The shooting took place days after 20-year-old Kaylin Gillis was fatally shot in Hebron, New York, after mistakenly driving up the wrong driveway with a group of friends while looking for a friend's house. A 65-year-old man named Kevin Monahan has been charged with second-degree murder.

The group had already realized their mistake and turned around when Gillis was shot on Saturday night.

"There were no words exchanged," Washington County Sheriff Jeffrey J. Murphy told reporters. "They were turning around, leaving... there certainly was no threat."

As Common Dreams reported Monday, 16-year-old Ralph Yarl was shot in the head and arm as he stood on the front porch of a home in Kansas City, Missouri where he believed his younger brothers were. He had mistakenly arrived at the wrong address and the homeowner, Andrew Lester, shot Yarl without "any words" being exchanged, according to prosecutors. Yarl had surgery to remove the bullets and was able to walk out of the hospital on Sunday and is expected to make a full recovery.

Prosecutors say "there was a racial component to the case" involving Yarl, who is Black.

Both Missouri and Texas have so-called "stand your ground" laws which permit people to use deadly force without retreating first if they believe they're being threatened with a crime, including robbery or burglary. Stand your ground laws apply "anyplace where a person has a legal right to be, not just at home," according to The New York Times.

About 30 states have stand your ground laws, and the majority have been enacted in the last 25 years—with Republican lawmakers enabling citizens to use deadly force to protect themselves from criminals even as crime rates significantly declined over the last three decades.

"This is literally the exact path everyone had predicted for years that the Republican obsession with looser gun laws and 'stand your ground' would lead," said podcast host and writer Fred Wellman. "We said it would get innocents killed. They don't care. That's the price we pay for their fear, racism, and guns."

Ari Freilich, state policy director for the gun control advocacy group Giffords Law Center, told The Guardian Wednesday that none of the suspects in the three cases should be permitted to invoke stand your ground laws in their defense.

"There's no state in the country where the existing laws are such that you can lawfully shoot someone for ringing the doorbell at the wrong house," said Freilich, adding that the cases "fit the pattern we've seen over and over again of racist fear intersecting with really widespread unvetted firearm access, combining in our country to make gun violence the leading cause of death by far for young Black men."

While New York does not have a stand your ground law, gun control advocates this week said the same worldview that has driven states to adopt such statutes, and led the U.S. population to amass about 120 privately owned guns for every 100 Americans, was also likely in play when Monahan allegedly shot Gillis.

"This week, this country is convulsed by a series of horrific shootings where mistakes and minor slights are being met by gunfire," said U.S. Sen.
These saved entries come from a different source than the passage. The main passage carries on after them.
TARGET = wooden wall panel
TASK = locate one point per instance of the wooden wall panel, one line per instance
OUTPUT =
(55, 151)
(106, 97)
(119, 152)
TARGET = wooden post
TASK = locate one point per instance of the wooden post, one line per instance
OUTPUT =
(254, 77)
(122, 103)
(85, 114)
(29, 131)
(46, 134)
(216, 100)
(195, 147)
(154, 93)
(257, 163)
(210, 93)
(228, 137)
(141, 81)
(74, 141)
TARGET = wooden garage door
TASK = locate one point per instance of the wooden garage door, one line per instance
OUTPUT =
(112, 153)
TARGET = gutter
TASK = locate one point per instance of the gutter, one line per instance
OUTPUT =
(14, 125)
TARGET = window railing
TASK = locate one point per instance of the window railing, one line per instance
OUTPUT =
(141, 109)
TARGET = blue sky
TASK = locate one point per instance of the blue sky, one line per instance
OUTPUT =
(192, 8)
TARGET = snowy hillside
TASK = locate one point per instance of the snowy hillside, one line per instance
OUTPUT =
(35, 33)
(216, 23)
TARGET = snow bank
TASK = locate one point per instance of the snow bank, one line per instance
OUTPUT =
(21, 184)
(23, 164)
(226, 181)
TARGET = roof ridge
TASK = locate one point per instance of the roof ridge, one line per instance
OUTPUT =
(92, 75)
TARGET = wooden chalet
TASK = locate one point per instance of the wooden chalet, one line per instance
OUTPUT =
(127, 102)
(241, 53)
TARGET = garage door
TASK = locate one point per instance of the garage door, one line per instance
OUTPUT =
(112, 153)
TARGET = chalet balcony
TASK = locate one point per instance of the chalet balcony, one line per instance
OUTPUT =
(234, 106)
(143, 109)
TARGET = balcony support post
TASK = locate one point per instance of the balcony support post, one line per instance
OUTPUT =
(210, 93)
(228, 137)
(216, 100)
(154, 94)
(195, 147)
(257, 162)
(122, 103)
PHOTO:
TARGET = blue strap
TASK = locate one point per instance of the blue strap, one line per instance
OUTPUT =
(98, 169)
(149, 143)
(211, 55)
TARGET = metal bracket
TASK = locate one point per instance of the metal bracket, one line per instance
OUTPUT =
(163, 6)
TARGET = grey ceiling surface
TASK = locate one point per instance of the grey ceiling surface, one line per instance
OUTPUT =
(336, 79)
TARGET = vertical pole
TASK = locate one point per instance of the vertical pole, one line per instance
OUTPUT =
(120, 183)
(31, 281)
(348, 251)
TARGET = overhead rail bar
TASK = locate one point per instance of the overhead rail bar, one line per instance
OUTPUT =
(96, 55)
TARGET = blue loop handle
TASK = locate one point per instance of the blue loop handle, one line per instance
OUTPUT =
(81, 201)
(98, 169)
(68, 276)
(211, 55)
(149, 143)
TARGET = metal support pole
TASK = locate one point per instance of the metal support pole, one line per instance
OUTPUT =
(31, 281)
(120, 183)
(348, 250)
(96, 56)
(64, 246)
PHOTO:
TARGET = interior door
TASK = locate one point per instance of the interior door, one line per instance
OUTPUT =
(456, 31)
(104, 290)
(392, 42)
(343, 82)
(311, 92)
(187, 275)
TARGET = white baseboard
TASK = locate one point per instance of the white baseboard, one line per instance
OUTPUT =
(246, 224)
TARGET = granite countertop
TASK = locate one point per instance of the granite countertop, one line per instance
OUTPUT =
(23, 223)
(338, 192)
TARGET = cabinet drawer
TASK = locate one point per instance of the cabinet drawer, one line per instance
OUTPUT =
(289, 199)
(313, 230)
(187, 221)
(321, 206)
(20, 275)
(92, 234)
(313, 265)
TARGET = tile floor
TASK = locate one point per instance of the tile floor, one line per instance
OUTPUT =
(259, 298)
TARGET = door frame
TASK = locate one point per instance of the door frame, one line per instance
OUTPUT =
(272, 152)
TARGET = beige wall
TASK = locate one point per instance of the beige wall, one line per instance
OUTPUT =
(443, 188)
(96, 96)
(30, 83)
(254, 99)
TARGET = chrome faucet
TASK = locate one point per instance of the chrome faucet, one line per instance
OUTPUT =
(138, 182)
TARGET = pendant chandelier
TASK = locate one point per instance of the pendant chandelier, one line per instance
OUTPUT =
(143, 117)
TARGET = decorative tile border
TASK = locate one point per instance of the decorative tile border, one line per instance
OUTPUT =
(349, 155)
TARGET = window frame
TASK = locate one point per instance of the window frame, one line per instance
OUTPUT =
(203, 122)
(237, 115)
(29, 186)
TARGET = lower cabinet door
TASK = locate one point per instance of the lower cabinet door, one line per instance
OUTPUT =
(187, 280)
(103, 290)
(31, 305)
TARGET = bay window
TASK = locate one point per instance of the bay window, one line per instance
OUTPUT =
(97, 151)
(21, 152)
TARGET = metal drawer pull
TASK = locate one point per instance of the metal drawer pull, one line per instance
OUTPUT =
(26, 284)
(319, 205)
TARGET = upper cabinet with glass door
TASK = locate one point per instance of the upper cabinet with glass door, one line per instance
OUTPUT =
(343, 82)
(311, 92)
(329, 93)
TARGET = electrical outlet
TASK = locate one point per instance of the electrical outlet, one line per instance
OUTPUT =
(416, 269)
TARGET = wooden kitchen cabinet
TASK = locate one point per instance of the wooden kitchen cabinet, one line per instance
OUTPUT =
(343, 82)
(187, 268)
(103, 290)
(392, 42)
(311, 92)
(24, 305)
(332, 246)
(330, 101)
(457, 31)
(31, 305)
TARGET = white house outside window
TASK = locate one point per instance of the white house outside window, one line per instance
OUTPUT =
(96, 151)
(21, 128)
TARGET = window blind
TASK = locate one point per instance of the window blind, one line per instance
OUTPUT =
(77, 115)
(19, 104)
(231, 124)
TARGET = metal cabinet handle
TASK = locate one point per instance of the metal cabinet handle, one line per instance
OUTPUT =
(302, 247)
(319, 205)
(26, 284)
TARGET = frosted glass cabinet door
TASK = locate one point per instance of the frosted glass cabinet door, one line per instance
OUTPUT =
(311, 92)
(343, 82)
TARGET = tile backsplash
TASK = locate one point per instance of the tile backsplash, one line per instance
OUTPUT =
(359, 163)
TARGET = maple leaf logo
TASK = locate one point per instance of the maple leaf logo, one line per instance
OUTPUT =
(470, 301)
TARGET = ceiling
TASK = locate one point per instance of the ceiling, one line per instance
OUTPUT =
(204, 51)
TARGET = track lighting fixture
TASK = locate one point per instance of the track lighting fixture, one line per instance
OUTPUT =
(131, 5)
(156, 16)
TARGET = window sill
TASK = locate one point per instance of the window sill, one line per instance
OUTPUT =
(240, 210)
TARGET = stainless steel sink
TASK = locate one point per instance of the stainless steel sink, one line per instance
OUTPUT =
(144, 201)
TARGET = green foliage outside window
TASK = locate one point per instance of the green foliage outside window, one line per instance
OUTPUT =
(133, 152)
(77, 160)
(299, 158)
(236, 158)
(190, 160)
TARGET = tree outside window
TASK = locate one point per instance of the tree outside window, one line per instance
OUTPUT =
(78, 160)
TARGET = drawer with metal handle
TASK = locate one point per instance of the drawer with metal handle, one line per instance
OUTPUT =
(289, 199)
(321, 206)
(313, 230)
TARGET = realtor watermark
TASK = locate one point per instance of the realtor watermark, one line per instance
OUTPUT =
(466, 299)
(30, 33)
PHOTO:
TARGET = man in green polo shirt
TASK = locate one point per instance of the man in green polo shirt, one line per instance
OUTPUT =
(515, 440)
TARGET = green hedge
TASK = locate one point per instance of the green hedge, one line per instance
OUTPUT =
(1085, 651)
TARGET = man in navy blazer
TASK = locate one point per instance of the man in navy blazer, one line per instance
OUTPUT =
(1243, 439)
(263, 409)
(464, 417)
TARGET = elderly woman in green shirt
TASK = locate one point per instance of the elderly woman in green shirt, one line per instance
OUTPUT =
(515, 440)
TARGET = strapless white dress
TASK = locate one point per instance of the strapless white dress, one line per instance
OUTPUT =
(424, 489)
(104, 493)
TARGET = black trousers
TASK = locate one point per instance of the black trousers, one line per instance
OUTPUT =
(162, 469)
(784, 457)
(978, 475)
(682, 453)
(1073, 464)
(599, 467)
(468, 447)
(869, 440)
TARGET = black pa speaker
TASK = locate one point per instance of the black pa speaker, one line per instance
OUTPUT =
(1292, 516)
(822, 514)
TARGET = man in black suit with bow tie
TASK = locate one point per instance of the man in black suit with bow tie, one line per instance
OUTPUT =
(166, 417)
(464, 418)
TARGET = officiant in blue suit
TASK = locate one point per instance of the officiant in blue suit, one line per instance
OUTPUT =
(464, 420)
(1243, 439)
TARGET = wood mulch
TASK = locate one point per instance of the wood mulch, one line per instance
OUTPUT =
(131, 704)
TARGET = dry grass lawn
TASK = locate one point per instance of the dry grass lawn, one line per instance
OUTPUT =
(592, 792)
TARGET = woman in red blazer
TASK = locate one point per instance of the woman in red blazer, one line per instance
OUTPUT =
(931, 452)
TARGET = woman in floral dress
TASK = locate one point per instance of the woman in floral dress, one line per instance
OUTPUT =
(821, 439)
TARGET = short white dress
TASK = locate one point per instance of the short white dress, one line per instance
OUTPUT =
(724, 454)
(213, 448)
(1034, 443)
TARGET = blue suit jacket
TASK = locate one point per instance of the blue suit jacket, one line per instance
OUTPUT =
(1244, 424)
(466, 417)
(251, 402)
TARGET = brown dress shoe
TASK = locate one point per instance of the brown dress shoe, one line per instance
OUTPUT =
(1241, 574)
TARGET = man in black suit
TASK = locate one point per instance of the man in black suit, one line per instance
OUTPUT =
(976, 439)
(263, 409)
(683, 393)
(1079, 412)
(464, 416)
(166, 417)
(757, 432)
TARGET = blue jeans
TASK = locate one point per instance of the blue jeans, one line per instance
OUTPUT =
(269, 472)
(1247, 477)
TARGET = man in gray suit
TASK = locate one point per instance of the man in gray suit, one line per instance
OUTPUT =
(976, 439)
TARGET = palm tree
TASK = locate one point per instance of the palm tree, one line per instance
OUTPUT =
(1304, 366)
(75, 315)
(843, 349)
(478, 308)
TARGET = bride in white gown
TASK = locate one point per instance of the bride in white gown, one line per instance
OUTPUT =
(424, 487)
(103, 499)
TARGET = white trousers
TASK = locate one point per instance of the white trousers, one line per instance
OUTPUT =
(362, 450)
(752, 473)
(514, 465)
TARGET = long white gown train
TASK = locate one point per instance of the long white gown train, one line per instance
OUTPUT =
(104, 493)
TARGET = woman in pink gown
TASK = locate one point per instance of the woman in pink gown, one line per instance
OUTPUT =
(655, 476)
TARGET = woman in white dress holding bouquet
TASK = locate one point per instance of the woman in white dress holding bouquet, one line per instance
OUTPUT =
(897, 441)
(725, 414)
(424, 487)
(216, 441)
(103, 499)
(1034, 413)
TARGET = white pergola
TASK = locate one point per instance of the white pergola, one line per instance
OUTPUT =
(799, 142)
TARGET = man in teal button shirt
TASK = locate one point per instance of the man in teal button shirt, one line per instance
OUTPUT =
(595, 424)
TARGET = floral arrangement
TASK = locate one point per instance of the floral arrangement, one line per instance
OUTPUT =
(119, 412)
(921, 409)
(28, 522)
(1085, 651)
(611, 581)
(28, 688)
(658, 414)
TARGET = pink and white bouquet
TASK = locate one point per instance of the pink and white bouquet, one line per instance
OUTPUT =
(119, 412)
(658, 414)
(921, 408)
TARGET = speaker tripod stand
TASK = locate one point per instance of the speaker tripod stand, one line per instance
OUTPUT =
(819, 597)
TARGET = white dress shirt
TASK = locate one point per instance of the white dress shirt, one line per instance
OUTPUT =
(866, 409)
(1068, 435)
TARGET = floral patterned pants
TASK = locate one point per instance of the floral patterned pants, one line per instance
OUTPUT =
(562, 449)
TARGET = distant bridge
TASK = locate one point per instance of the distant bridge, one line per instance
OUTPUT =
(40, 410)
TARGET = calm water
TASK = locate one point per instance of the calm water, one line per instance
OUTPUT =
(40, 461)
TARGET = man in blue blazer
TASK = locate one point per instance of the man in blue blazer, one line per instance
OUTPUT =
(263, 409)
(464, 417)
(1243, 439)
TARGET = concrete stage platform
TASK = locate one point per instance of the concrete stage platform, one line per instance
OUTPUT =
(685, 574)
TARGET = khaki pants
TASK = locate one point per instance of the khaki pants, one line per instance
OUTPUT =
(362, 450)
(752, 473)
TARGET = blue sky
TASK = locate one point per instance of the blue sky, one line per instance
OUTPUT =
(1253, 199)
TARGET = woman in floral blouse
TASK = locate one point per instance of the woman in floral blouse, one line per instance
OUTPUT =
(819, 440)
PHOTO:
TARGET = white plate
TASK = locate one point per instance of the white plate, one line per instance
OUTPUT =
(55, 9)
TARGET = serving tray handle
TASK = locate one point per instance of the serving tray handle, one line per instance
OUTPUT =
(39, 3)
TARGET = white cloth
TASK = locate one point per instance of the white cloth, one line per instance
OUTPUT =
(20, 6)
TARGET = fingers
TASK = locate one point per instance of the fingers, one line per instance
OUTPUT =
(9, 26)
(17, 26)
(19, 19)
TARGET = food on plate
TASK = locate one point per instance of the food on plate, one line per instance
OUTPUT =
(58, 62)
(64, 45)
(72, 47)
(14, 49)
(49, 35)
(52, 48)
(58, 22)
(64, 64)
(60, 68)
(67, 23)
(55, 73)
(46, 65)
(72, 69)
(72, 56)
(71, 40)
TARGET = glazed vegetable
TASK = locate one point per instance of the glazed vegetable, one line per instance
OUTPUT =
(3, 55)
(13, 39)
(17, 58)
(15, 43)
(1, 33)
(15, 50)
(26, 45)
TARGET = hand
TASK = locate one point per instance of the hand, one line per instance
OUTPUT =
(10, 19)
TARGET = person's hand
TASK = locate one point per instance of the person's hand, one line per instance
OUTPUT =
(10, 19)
Chris Murphy (D-Conn.) on the Senate floor on Wednesday. "We are becoming a heavily armed nation, so fearful and angry and hair-trigger anxious that gun murders are now just the way in which we work out our frustrations."

Times columnist Jamelle Bouie said the shootings demonstrate the consequences of the $28 billion gun industry's relentless selling of "the fantasy of blowing away anyone who intrudes on your property."

"Wrong-house shootings are a bleak reminder how many of our fellow Americans are armed and waiting for an opportunity to kill," said writer and historian Peter Manseau. "Expect more in the future: It's what happens when people have been sold weapons as 'home defense' for decades; they are desperate to get what they paid for."

"What 'home defense' has done is put Chekhov's gun in millions of American homes," he added. "Sooner or later, many will go off. And when they do, for the most part they will not be used for actual protection. They'll shoot innocent strangers, or family members, or the gun owners themselves."